[ASIDE: We ran an article by Laura Raynolds of Colorado State University not too long ago discussing a similar moment in the evolution of Fair Trade. Raynolds argues that Fair Trade's new position in the marketplace—due to success in scaling up and expansion into new products—puts it in conflict with its social goals.]
Edwards believes that civil society's shift from community organizing to services provision represents an erosion of the sector's power to participate in social transformation: "The accumulated outcome is that civil society may be getting larger—but not stronger or more effective in leveraging fundamental changes in society."
What are the changes Edwards wants to see?

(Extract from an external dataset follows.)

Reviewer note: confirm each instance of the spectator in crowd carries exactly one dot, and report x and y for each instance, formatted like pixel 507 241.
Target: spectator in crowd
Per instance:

Systemic change has to address the question of how property is owned and controlled, and how resources and opportunities are distributed throughout society.
How do we get there?
[C]ollaboration among separate organizations may be better than blending or competition. It preserves the difference and independence required to lever real change in markets (not just extend their social reach), and to support the transition to more radical approaches that might deliver the deeper changes that we need, like new business models built around "the commons" such as open-source software and other forms of "non-proprietary production"; and community economics and worker-owned firms, which increase citizen control over the production and distribution of the economic surplus that businesses create.

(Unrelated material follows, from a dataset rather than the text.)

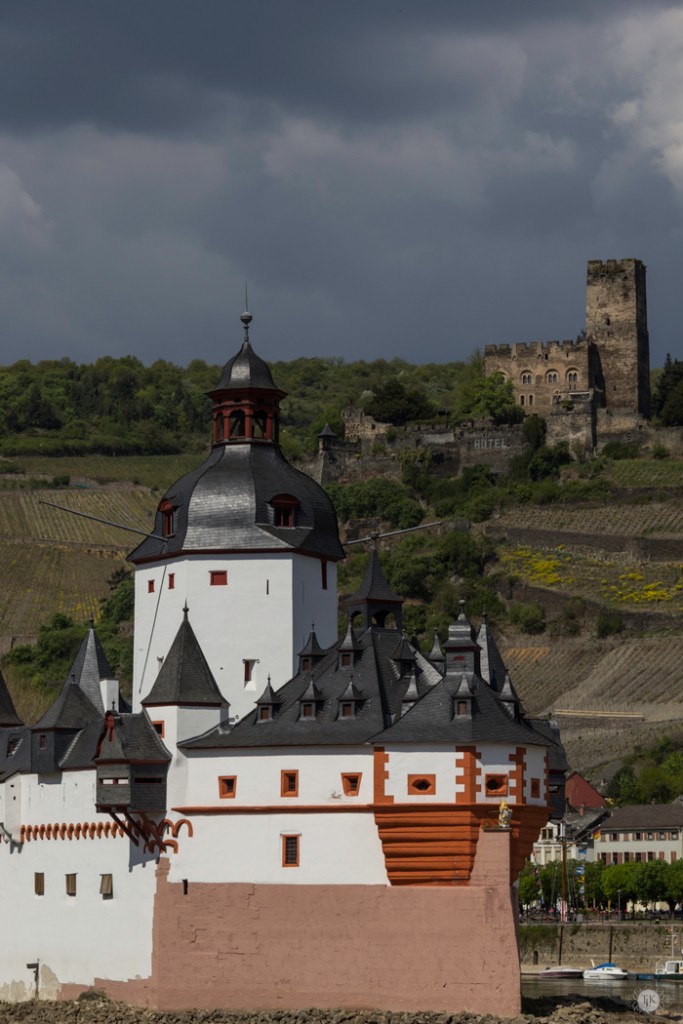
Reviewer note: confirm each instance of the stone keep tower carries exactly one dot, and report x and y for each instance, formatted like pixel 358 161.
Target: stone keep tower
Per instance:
pixel 616 325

How do we keep nonmarket civil society motivated?
What separates good and bad performers is not whether they come from business or civil society, but whether they have a clear focus to their work, strong learning and accountability mechanisms that keep them heading in the right direction, and the ability to motivate their staff or volunteers to reach the highest collective levels of performance.
I think the most important critique Edwards makes is that market-style projects shouldn't be the sole logic of civil society—social entrepreneurism has hit the scene with a fair amount of zeal. If civil society acts as a social immune system, as Paul Hawken puts it, then that system should have several curative options. Plus, people are more and more motivated to find meaning in their work—social entrepreneurs are filling a niche.
When critiquing the new unity of philanthrocapitalism, Edwards sets it in comparison to the diversity of actors that was required in successful social movements of the past. But right now there is no unified movement. The only thing comparable is the set of actors that are pushing the shift to an environment-friendly lifestyle—though goals may overlap, they are loosely bonded at best in their actions. And the problem they are trying to solve is so inherently tied to our existence as consumers, making it no surprise that fast-acting market forces have swooped into the new environmental gap in our political consciousness.
Has philanthrocapitalism only flourished because civil society becomes too calcified when it is based on institutions instead of a broad social struggle?